大概许曦文也能看出迎灯受到那几张牌的影响,她试探着问:“你们在一起一年都不到吧?”
这样的话,后面接的大概率就是“感情也没有特别深,分了也不会很伤心”之类的开导,但姜迎灯出其不意地回答了一句:“不止一年。”
“一年多?两年?”
她略一沉吟,低声地说:“好多好多年了。”
许曦文挺意外地问:“真假的。”
姜迎灯摇着头,没再聊下去,她去洗澡。
身上带着洗浴后的清香,姜迎灯平静地躺在床上,翻了翻和梁净词不太密集的聊天记录。可能因为忙,可能因为本身就寡言少语,他在微信里没有留下太多的甜言蜜语。
姜迎灯仍然翻得很起劲。
很快就拖到了头,去年九月她开学时,梁净词问什么时候有空,见一见,说来学校接她。
姜迎灯还记得那天雀跃了好久才睡着。
那就是最开始了。
她每天会等着L给她发来消息,可是往往他整整一两周都不会联系她,就看着他的头像缓缓沉了底,又不敢将他的聊天框明目张胆地置顶,每一天都在空等,心里也知道人家没有时时关心她的义务。
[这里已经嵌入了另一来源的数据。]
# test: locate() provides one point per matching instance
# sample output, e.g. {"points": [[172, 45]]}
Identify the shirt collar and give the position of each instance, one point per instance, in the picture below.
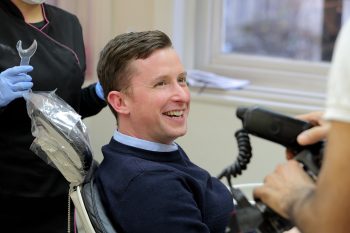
{"points": [[143, 144]]}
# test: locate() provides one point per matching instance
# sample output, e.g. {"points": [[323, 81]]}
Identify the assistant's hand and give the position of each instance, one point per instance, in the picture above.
{"points": [[315, 134], [14, 82], [285, 188]]}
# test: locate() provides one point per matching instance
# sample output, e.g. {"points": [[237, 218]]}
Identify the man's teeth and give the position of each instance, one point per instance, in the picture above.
{"points": [[174, 113]]}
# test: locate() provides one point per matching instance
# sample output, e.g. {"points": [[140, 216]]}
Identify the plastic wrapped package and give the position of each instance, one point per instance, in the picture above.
{"points": [[61, 138]]}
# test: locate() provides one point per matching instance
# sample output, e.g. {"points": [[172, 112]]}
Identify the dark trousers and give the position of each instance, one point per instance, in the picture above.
{"points": [[35, 215]]}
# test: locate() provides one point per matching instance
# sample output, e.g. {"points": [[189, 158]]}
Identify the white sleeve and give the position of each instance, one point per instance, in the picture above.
{"points": [[338, 93]]}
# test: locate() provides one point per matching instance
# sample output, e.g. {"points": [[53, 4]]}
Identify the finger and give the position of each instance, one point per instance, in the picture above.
{"points": [[20, 78], [18, 70], [289, 154], [312, 117], [312, 135], [22, 86]]}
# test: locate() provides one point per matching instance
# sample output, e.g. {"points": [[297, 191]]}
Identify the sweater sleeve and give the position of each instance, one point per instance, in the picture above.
{"points": [[156, 202]]}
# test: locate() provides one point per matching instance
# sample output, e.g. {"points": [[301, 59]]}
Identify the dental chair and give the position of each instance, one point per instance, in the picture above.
{"points": [[61, 140]]}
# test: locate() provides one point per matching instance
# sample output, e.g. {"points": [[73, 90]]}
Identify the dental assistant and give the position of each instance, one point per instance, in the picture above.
{"points": [[34, 195]]}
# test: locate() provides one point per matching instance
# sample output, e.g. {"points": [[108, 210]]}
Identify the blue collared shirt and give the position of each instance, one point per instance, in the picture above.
{"points": [[143, 144]]}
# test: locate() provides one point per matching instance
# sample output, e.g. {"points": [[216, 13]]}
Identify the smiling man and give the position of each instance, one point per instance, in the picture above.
{"points": [[146, 181]]}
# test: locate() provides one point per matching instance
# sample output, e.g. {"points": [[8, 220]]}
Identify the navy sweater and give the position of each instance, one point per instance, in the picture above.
{"points": [[146, 191]]}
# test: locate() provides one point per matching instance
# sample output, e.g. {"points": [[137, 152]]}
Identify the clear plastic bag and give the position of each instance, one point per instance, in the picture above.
{"points": [[61, 138]]}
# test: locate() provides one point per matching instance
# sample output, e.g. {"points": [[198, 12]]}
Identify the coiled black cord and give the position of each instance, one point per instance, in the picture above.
{"points": [[243, 158]]}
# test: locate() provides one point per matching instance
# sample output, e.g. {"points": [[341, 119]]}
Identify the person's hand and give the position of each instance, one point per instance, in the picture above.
{"points": [[293, 230], [99, 91], [14, 82], [283, 188], [313, 135]]}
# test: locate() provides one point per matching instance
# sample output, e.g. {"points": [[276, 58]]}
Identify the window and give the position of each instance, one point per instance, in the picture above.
{"points": [[294, 29], [282, 47]]}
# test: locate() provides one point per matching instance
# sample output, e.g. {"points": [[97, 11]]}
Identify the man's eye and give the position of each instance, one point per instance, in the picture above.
{"points": [[161, 83], [182, 80]]}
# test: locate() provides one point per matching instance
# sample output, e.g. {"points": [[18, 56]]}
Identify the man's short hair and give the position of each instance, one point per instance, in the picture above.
{"points": [[113, 70]]}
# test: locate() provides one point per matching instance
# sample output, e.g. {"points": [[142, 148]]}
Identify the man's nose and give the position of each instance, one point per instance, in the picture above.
{"points": [[181, 92]]}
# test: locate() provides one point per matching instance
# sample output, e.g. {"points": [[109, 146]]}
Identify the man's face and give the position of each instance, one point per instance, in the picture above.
{"points": [[159, 99]]}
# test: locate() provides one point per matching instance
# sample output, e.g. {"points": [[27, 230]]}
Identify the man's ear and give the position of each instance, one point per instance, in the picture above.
{"points": [[117, 100]]}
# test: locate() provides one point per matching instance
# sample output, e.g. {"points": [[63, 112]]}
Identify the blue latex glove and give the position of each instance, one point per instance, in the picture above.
{"points": [[14, 82], [99, 91]]}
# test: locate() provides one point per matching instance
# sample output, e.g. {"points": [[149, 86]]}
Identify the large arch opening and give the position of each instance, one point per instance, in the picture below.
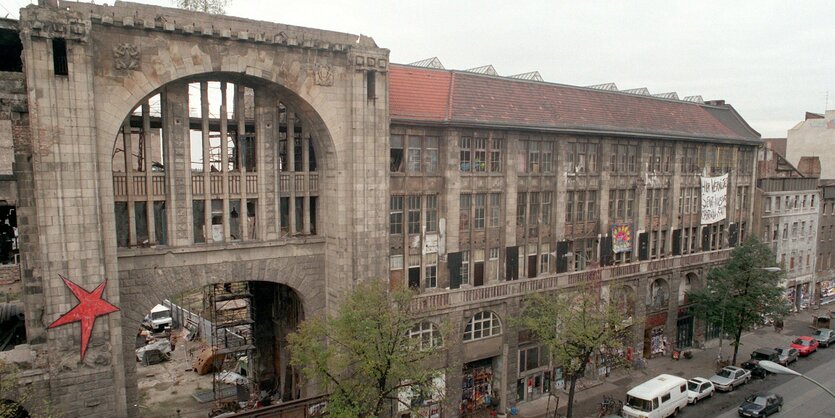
{"points": [[218, 158], [218, 348]]}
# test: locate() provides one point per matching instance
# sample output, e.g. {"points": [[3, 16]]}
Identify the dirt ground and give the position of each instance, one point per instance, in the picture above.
{"points": [[167, 387]]}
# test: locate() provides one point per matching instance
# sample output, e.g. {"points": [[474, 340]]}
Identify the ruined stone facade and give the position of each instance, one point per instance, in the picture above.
{"points": [[87, 68], [345, 176]]}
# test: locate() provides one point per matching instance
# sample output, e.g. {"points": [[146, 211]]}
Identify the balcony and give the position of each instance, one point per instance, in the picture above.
{"points": [[462, 297]]}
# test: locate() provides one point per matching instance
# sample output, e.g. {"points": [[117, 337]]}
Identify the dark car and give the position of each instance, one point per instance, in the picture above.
{"points": [[787, 355], [760, 405], [757, 356], [824, 336]]}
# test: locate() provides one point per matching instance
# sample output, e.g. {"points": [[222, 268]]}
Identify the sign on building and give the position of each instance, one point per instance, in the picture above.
{"points": [[714, 198], [621, 237]]}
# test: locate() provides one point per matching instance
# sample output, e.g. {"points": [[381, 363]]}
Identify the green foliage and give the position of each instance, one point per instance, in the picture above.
{"points": [[14, 395], [217, 7], [739, 294], [363, 355], [573, 327]]}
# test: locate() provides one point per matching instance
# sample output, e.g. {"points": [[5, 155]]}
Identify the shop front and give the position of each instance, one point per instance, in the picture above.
{"points": [[827, 291], [655, 343], [534, 376], [684, 329], [477, 384], [423, 402]]}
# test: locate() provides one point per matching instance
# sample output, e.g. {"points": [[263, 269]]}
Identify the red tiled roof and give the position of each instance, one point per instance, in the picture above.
{"points": [[419, 93], [459, 97]]}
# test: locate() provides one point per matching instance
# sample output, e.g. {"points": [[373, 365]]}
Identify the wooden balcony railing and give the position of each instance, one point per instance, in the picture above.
{"points": [[461, 297]]}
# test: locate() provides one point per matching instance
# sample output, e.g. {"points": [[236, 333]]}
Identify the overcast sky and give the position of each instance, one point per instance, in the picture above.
{"points": [[772, 60]]}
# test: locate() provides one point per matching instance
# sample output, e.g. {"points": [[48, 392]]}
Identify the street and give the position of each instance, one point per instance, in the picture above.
{"points": [[801, 398]]}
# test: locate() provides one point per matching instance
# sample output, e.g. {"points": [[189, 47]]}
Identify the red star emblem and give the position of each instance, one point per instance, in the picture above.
{"points": [[90, 306]]}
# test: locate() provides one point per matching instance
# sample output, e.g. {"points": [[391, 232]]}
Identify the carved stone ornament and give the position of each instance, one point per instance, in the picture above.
{"points": [[126, 56], [323, 75]]}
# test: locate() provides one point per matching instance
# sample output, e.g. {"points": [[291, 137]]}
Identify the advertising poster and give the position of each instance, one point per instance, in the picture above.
{"points": [[621, 238], [714, 198]]}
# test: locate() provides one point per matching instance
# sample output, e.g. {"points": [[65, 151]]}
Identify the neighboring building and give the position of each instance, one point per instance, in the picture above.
{"points": [[814, 136], [825, 270], [501, 185], [788, 205], [167, 151]]}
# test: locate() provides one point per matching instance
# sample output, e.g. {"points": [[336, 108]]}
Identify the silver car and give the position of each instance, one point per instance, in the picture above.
{"points": [[730, 377], [824, 336], [787, 355]]}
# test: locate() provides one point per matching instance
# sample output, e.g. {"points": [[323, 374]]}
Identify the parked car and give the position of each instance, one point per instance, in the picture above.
{"points": [[659, 397], [729, 378], [786, 355], [805, 345], [757, 355], [825, 336], [760, 405], [699, 388]]}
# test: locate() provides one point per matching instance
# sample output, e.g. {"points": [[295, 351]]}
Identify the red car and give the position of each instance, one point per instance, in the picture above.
{"points": [[805, 345]]}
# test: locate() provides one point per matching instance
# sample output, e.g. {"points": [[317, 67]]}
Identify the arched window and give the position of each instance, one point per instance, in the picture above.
{"points": [[482, 325], [427, 335], [659, 293], [239, 157]]}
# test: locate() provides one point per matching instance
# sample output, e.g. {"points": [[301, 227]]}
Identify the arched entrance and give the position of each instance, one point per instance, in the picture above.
{"points": [[179, 228], [205, 350]]}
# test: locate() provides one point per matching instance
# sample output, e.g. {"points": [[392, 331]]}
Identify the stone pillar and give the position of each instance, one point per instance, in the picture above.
{"points": [[74, 217]]}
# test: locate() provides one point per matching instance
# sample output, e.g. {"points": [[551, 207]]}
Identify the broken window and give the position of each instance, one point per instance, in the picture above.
{"points": [[8, 235], [235, 219], [141, 225], [11, 49], [396, 154], [299, 214], [284, 206], [199, 217], [250, 217], [59, 56], [160, 224]]}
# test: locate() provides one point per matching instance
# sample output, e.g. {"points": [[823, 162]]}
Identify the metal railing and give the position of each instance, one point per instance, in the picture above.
{"points": [[460, 297]]}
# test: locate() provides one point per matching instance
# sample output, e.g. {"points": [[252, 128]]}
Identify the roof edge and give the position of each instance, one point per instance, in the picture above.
{"points": [[576, 131]]}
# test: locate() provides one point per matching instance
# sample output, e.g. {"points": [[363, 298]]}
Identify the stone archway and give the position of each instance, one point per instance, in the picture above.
{"points": [[114, 57]]}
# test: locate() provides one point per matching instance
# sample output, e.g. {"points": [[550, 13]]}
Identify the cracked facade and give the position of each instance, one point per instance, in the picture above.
{"points": [[167, 150]]}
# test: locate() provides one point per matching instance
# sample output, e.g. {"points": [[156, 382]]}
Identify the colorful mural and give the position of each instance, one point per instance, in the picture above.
{"points": [[90, 306], [621, 237]]}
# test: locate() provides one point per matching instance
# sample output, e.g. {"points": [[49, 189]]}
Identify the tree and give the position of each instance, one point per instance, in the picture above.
{"points": [[739, 294], [364, 355], [217, 7], [573, 327]]}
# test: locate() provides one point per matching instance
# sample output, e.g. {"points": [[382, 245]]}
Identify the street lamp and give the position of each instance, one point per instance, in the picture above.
{"points": [[776, 368], [581, 255], [725, 301]]}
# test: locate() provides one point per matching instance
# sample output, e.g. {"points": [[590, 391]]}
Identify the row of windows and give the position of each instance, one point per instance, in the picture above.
{"points": [[581, 206], [795, 262], [421, 154], [415, 206], [658, 201], [789, 202], [479, 154], [826, 233], [771, 232], [482, 208]]}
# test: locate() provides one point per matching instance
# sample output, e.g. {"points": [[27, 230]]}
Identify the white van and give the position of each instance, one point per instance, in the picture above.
{"points": [[159, 319], [659, 397]]}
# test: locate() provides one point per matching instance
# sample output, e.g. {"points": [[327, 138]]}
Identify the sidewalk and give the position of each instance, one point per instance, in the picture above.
{"points": [[702, 364]]}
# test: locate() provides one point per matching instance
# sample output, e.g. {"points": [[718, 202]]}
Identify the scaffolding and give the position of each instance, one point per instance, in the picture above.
{"points": [[233, 344]]}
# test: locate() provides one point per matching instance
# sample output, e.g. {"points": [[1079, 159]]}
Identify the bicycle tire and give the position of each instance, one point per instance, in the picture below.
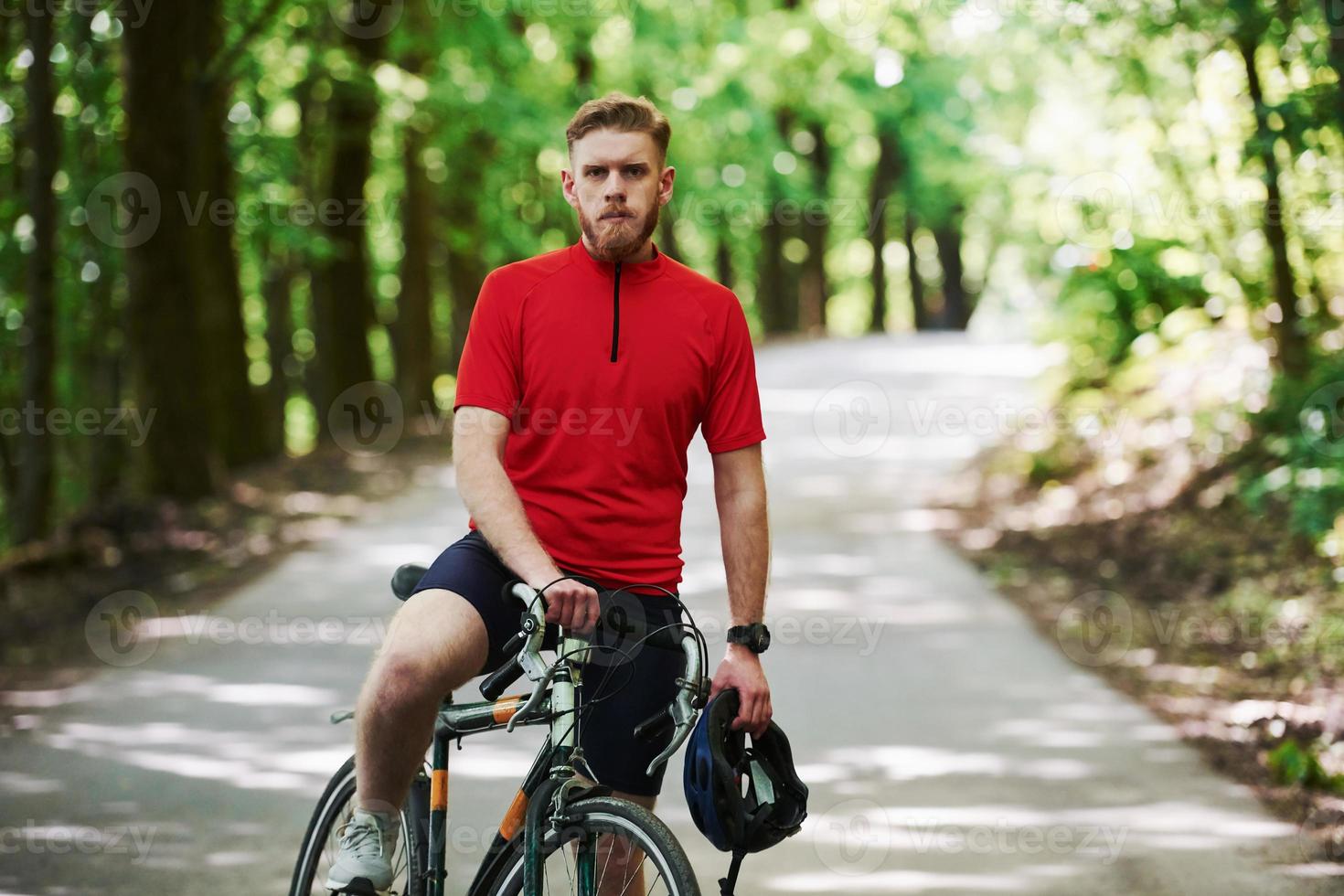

“你都如何回忆我,带着笑或是很沉默”,她每每听到这着这样的歌词,也会做着同样的揣摩,代入许多悲情故事的女主人公。
她的六年,是远隔万水千山的思念。他的六年,是早就翻了篇的一段无足挂齿的人生旧事。
发着呆时,新消息跳了出来。
L:睡了?
姜迎灯:没呢。
下一秒,梁净词拨来语音通话,一般没太紧急的事,他不会这个点打电话过来,姜迎灯接通后,果真听见他那头显得有些压抑的声音,问:“出什么事儿了?”
姜迎灯奇怪:“没有啊,怎么突然这样说?”
梁净词沉默一阵,呼吸声沉沉缓缓的:“右眼皮一直在跳。”
姜迎灯一时半会儿没有说话,而后告诉他实情:“我算命了。”
他顿了下,淡淡地“嗯”了一声:“然后?”
“结果不太好。”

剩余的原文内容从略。